Memory Subsystem
The SoC integrates various kinds of memory, as described below.
- SRAM
The main Static Random Access Memory (SRAM) is comprised of up to an on-chip static RAM with a capacity of 96 KB. It mainly stores application data, which can also be used to execute instructions. The DMA controller can transfer data between the SRAM, Flash and peripherals.
To manage power usage more efficiently, the main SRAM is implemented as multiple SRAM instances (for example, 96 KB SRAM can be implemented as six instances) when less SRAM is required. Each SRAM instance is controlled by an independent power switch, which controls SRAM power states: Full Power, Retention Power, and Power Off.
- Flash
The non-volatile memory management system integrates an accessible Flash memory and an on-chip XQSPI controller, supporting the XIP mechanism and allowing the SoC to store application data and code execution in Flash. The XIP mechanism allows the CPU to execute program code directly from the internal Flash by using QSPI. When a cache miss occurs, the XIP controller will automatically prefetch a certain number of program instructions from Flash and update them into the cache memory.
- ROM
The 224 KB read-only memory (ROM) mainly stores the boot code and code related to Bluetooth LE protocol stack.
- eFuse
The eFuse (32 bytes) stores factory information, such as the UID, Flash security register address, and memory information.
- Cache
The 8 KB cache is a high-speed buffer memory between CPU and memory. The speed of CPU is much higher than that of memory. When CPU directly accesses data from memory, it has to wait for a certain period. However, cache can save the data that has just been used or repeatedly used by CPU. If CPU needs to use such data again, it can fetch the data directly from cache, which reduces delay by avoiding repeated access, and thus improves system efficiency.
SRAM
Introduction
Although always contiguous on all devices, the SRAM instances are divided between five AHB matrix ports. This allows user programs to potentially obtain better performance by dividing RAM usage among the ports. For example, simultaneous access to SRAM0 by the CPU and SRAM1 by the system DMA controller does not result in any bus stalls for either master.
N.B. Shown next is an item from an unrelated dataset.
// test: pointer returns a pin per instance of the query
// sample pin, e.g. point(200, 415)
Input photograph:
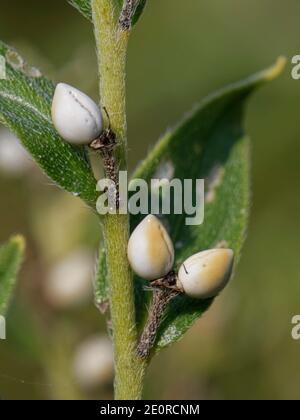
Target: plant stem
point(112, 49)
Generally, the CPU will read or write all peripheral data at the same point, even when all such data is read from or sent to a peripheral by DMA. Therefore, minimizing stalls is likely to involve putting data to/from different peripherals in RAM on each port.
Alternatively, load sequences of data from the same peripheral into different RAM ports, to prevent the access attempt from CPU and DMA to the same group of data. Once DMA fills or clears a buffer, it sends a signal to the CPU to indicate that the data is ready. Then, CPU can use the data in the buffer, and DMA can use RAM on a different port to prepare for filling the next buffer. In this way, CPU and DMA can effectively share memory resources, improving efficiency and reliability of data transmission.
eFuse
Introduction
The eFuse (32 bytes) mainly stores the UID, Flash security register address, and memory information.
- UID (16 bytes)
- Flash information (7 bytes)
- SRAM Size (1 byte) is the size of SRAM.
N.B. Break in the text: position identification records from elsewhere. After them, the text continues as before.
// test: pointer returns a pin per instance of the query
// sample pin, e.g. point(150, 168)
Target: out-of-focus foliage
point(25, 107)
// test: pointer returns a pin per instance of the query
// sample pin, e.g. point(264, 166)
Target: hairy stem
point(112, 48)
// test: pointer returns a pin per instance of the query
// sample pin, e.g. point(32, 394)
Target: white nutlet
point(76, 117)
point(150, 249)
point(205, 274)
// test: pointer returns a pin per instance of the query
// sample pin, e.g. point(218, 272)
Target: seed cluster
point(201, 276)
- SE_ADDR1 (3 bytes) is the start address for Flash security register #1 (24 bits).
- SE_ADDR2 (3 bytes) is the start address for Flash security register #2 (24 bits).
- BOD Trim (1 byte)
- bits[3:0]: BOD trimming
- bits[7:4]: pattern (0xA)
- Configuration (1 byte)
- bit0: isp_uart_bypass (0: UART ISP supported, 1: UART ISP not supported)
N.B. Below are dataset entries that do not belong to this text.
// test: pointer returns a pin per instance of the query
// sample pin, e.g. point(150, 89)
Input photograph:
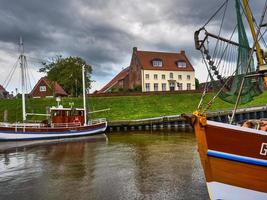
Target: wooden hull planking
point(233, 158)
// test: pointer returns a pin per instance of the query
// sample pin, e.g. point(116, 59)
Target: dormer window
point(157, 63)
point(181, 64)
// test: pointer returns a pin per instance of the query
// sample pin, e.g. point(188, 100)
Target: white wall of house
point(156, 81)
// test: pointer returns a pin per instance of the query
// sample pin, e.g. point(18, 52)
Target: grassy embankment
point(124, 107)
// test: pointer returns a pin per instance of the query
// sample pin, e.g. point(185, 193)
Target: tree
point(68, 73)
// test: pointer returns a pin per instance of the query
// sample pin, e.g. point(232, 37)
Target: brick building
point(155, 71)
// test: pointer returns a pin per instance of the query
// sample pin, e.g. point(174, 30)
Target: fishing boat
point(63, 122)
point(233, 155)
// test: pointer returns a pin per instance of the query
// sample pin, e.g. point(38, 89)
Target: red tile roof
point(169, 60)
point(115, 80)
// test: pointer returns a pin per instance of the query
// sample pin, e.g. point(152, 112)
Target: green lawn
point(124, 107)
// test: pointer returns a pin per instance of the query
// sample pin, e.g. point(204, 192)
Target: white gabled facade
point(161, 80)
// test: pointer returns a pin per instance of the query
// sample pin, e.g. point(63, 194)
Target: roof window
point(181, 64)
point(157, 63)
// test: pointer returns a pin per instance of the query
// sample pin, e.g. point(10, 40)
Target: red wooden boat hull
point(234, 159)
point(31, 133)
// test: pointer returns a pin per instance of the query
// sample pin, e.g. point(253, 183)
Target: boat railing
point(65, 125)
point(96, 121)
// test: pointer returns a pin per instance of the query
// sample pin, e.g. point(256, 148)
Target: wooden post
point(5, 115)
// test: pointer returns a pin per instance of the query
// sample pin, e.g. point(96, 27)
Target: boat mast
point(253, 32)
point(84, 95)
point(22, 67)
- bit1: isp_jlink_bypass (0: JLINK ISP supported, 1: JLINK ISP not supported)
- bit2: SWD control (0: enabled, 1: disabled)
- bit3: IO LDO adjustment control (0: disabled, 1: enabled)
- bit4: IO_LDO_SEL (I/O voltage 0: 1.8 V, 1: 3.0 V)
- bit5: IO_LDO_Bypass (0: no bypass, 1: bypass)
-
IO_LDO_1P8 (1 byte)
-
IO LDO output 1.8 V bits[6:5]: coarse; bits[4:0]: fine
-
-
IO_LDO_3P0 (1 byte)
-
IO LDO output 3.0 V bits[6:5]: coarse; bits[4:0]: fine
-
-
User Region (5 bytes)
The user region is reserved for users to write and read by calling the eFuse driver. Every single byte of eFuse can only be written once.
The figure below shows the structure of eFuse.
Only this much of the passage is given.